Terremoto giudiziario su A2a. Il colosso dell’energia e dei servizi di Brescia e Milano, che ha chiuso il 2016 con più di 5 miliardi di ricavi, si dice “estraneo ai reati ipotizzati” nell’inchiesta della Dda di Brescia su un traffico di rifiuti dalla Campania e dal Lazio verso il Nord, in cui risultano indagati tra gli altri l’ex responsabile commerciale di A2a Ambiente Marco Piglia e – in qualità di legale rappresentante dell’azienda – il presidente e amministratore delegato Fulvio Roncari. Ma nelle carte dell’indagine degli ex pm bresciani Silvia Bonardi e Francesco Piantoni (ora a Milano e Roma), che ha portato alla luce un insolito traffico di rifiuti dal Centro-Sud verso i grandi impianti di smaltimento del Nord, gli inquirenti prendono nota anche di un incontro diretto tra i vertici di A2a Ambiente e il gestore della società di intermediazione di rifiuti Crystal Ambiente di Brescia, al centro dell’interesse investigativo.
Secondo la ricostruzione dei magistrati 10mila di tonnellate di rifiuti di Napoli sarebbero finite, tra il 2014 e il 2015, nell’inceneritore bresciano gestito da A2a grazie alla triangolazione con l’impianto della B&b di Torre Pallavicina (Bergamo), in cui le ecoballe entravano come rifiuti campani ed uscivano figurando come rifiuti lombardi, senza ricevere alcun trattamento se non un grossolano passaggio in un trituratore Hammel, installato abusivamente secondo la Procura: in questo modo sarebbe stata aggirata la norma sull’autosufficienza regionale dello smaltimento dei rifiuti urbani. Prima di finire nell’inceneritore di Brescia, le partite di rifiuti venivano intermediate da società di brokeraggio, tra cui la Crystal Ambiente. È in questo contesto che il 24 giugno 2015 i carabinieri del Noe di Milano intercettano una serie di telefonate sul cellulare del broker Zanni “ritenute assai significative circa la conoscenza diretta tra lui (proprietario al 50 per cento della società Crystal Ambiente e compartecipe con Paolo Bonacina nell’asset societario di New Energy Fgv) e Fulvio Roncari, presidente del Cda della società A2a Ambiente”. Quel giorno “i due, come evidenziano le telefonate intercettate – scrivono i carabinieri – si incontravano a pranzo presso il ristorante Il Labirinto di via Corsica a Brescia”.
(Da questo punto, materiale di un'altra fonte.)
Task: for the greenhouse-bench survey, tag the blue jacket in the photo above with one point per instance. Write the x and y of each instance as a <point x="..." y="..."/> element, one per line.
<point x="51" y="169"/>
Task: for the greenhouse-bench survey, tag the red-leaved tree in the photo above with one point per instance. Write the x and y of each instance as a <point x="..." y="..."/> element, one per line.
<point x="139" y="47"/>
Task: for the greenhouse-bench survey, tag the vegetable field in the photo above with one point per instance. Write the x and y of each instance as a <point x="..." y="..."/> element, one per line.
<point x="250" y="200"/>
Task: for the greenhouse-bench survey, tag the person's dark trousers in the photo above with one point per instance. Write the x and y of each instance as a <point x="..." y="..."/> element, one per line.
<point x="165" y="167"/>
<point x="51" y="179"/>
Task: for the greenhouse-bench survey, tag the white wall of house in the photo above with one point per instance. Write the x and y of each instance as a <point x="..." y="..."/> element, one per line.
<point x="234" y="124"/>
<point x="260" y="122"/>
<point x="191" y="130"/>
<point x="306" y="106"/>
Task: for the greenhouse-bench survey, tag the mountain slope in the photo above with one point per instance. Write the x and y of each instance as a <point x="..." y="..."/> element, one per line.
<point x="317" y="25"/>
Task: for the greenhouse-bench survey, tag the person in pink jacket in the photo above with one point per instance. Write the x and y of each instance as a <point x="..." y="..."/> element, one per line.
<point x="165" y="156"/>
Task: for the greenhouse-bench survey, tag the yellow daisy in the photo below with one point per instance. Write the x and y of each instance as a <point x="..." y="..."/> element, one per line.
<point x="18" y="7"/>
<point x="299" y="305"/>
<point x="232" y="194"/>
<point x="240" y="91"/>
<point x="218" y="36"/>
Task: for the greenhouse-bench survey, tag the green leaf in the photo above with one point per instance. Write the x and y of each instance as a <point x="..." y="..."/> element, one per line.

Un pranzo, vale la pena sottolinearlo, non è indice di alcuna condotta illecita. Ma, se confermato, sarebbe il segno che i vertici della multiutility avevano contatti diretti con gli intermediari che trattavano i rifiuti di Napoli. Nel corso dell’incontro, secondo gli inquirenti, l’ad Roncari “assicurava sulla parola, e senza ricorso ad alcuna procedura di gara, la possibilità di conferimento di rifiuti presso gli impianti” di A2a. In quei giorni infatti l’inceneritore di Brescia risultava fermo per manutenzione, e l’organizzazione aveva difficoltà a smaltire le ecoballe campane e a onorare i contratti sottoscritti con la Sapna. Al termine del pranzo, il broker bresciano riferisce l’esito dell’incontro a un altro imprenditore dei rifiuti, che commenta: “Almeno se tornano alla normalità con questo cazzo di forno un po’ di fatturato riusciamo a farlo!”.
A2a Ambiente, dal canto suo, ribadisce di aver “sempre operato nel rispetto delle normative vigenti e dei vincoli imposti dall’Autorizzazione Integrata Ambientale”, e l’amministrazione comunale di Brescia, retta dal sindaco del Pd Emilio Del Bono, fa quadrato intorno alla multiutility di cui possiede insieme al Comune di Milano il 50 per cento delle quote. Le opposizioni attaccano: la Lega ha proposto l’istituzione di una “commissione d’inchiesta comunale per fare piena luce” sulla vicenda, mentre il M5s ha chiesto “più controlli sui rifiuti in entrata allo stabilimento bresciano e una moratoria sui rifiuti in provincia di Brescia”. Da tempo, infatti, i comitati ambientalisti riuniti nel tavolo Basta Veleni pretendono dati certi sulla provenienza dei rifiuti importati da fuori Regione, e bruciati nella terza linea dell’impianto, di cui chiedono la chiusura. Ma mentre i bresciani si impegnavano nel nuovo programma di raccolta differenziata, con la prospettiva di ridurre i rifiuti e le emissioni, migliaia di tonnellate di ecoballe campane finivano nell’inceneritore di A2a con l’ingannevole “etichetta” di rifiuti nostrani.